Monday, November 3, 2008

Little E's

Because I work for the Encyclopedia of Life (EOL) and because I can tinker on the Nearctic Spider Database, I have the opportunity to try out various approaches to help mobilize data. One thing that concerns me about the current relationship between EOL and its content partners is their near 1:1 relationship. In other words, content partners that come onboard are encouraged to represent their data in one potentially massive XML document much like a Google Sitemap. More information on what EOL would like to see future content partners produce can be found HERE. A potential outside consumer of these data will have no idea where to retrieve this XML document. Thus, the relationship between EOL and its content partners is closed. That is, until EOL releases some web services.

So, in an effort to help expose the data structure EOL is looking for, I made a link on every one of the species pages in the Nearctic Spider Database. Upon clicking these "little e's", you can catch a glimpse of what EOL is hoping its content partners will produce. These "little e's" don't really help the relationship between EOL and its array of content partners, nor does it ease the effort on the part of content partners to make these documents, and nor does it help us at EOL. So what's the point? What it does is share what I produced for EOL. If you can parse the data behind the "little e's", you can parse the big XML "sitemap" document I made for EOL as well.

The problem with sitemaps is that no one but the harvester knows where these sitemaps can be found. A Google sitemap for instance can be found in any folder on a website that shares a sitemap (but is usually in the root folder and is accessed as /sitemap.xml or /sitemap.gz). This is the same situation for EOL and its content partners; the "sitemap" can be found anywhere.

To finish off the "little e" approach, each page should have a link to the EOL content partner sitemap document in which can be found links to all pages with "little e's". This would be somewhat similar to an OpenSearch document where are found instructions on how to make use of the search feed(s) available on a site. And of course, there should be a JSON option for a lighter weight option than XML.

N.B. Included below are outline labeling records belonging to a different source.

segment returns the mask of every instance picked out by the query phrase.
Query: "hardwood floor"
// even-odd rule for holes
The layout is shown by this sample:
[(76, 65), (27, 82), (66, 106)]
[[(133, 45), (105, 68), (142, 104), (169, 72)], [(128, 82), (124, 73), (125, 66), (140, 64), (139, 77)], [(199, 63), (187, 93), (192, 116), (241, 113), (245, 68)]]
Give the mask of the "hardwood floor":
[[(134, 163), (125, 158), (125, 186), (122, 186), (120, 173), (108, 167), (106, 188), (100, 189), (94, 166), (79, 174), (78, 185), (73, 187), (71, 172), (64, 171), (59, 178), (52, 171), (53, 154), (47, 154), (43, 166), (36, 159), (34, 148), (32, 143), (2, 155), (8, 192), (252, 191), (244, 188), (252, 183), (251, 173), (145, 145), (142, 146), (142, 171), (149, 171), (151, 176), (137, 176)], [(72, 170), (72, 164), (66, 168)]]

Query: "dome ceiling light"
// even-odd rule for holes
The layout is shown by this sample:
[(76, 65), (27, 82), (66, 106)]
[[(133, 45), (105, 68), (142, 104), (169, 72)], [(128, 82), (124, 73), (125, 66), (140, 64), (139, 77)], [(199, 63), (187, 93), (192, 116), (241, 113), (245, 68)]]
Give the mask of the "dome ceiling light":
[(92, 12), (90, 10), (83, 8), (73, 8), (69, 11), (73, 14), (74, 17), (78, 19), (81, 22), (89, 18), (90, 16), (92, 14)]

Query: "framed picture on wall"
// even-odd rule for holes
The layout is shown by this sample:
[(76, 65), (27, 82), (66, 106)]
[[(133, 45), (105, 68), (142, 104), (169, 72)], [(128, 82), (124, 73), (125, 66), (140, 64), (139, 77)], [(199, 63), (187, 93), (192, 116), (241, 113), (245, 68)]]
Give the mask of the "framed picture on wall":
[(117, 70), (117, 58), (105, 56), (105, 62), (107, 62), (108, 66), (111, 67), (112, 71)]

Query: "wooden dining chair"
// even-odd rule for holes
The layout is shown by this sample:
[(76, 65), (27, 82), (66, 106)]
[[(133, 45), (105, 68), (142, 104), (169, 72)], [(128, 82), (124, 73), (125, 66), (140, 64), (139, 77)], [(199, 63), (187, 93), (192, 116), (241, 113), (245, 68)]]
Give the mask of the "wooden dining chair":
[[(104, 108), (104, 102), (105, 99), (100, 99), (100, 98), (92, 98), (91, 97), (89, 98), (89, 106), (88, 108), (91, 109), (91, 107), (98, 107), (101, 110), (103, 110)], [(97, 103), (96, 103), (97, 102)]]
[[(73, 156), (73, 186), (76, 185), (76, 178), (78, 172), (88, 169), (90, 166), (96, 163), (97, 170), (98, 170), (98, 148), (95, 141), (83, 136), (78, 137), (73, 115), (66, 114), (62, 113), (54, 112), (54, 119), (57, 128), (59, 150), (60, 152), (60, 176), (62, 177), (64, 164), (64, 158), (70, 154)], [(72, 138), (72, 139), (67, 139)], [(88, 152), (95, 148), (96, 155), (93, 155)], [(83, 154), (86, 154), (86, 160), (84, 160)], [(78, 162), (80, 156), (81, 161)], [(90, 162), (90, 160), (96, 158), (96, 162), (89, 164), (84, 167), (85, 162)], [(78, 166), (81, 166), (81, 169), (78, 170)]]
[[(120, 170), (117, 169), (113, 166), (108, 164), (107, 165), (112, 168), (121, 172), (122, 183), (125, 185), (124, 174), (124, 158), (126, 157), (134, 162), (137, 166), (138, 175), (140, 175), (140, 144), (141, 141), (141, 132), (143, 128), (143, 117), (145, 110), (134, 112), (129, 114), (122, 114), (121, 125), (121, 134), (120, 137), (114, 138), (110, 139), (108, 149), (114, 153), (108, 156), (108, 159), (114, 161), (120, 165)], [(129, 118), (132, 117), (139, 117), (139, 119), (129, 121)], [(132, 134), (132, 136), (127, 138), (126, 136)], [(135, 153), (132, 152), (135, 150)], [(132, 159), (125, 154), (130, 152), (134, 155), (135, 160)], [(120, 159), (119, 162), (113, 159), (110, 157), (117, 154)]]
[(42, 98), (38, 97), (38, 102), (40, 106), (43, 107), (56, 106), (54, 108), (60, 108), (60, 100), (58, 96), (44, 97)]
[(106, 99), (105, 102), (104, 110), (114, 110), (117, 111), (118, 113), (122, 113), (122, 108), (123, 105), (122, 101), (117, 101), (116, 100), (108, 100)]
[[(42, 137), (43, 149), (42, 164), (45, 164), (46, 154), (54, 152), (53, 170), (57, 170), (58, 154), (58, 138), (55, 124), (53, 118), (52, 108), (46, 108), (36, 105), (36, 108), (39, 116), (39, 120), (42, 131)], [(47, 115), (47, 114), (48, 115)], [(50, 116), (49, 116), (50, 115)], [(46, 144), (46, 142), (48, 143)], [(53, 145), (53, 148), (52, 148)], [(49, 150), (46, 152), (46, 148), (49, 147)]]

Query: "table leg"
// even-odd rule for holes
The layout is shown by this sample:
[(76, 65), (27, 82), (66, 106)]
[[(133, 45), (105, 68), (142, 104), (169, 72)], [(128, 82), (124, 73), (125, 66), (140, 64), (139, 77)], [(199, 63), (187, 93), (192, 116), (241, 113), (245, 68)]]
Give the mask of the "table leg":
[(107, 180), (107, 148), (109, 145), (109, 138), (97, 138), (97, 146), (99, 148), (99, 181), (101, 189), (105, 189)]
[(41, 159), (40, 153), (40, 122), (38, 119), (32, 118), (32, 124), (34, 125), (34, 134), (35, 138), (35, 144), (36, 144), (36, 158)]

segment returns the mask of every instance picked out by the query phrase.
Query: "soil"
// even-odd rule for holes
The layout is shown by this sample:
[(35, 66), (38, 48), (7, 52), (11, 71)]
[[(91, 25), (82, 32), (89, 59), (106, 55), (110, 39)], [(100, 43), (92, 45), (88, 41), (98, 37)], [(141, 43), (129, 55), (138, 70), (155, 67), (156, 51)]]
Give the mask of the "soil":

But, to make this of any use at all, we need a desktop reader like an RSS reader...something with the ability to shunt the data into the correct spot within a rich GUI-based classification (with some degree of certainty), thus forcing us to eventually develop far better online tree browsers. With all the bits described above, you'd come across a species page, click a button like an RSS feed button, download a sitemap containing a list of all species pages on the site you landed on, then browse through the content the way you want it organized.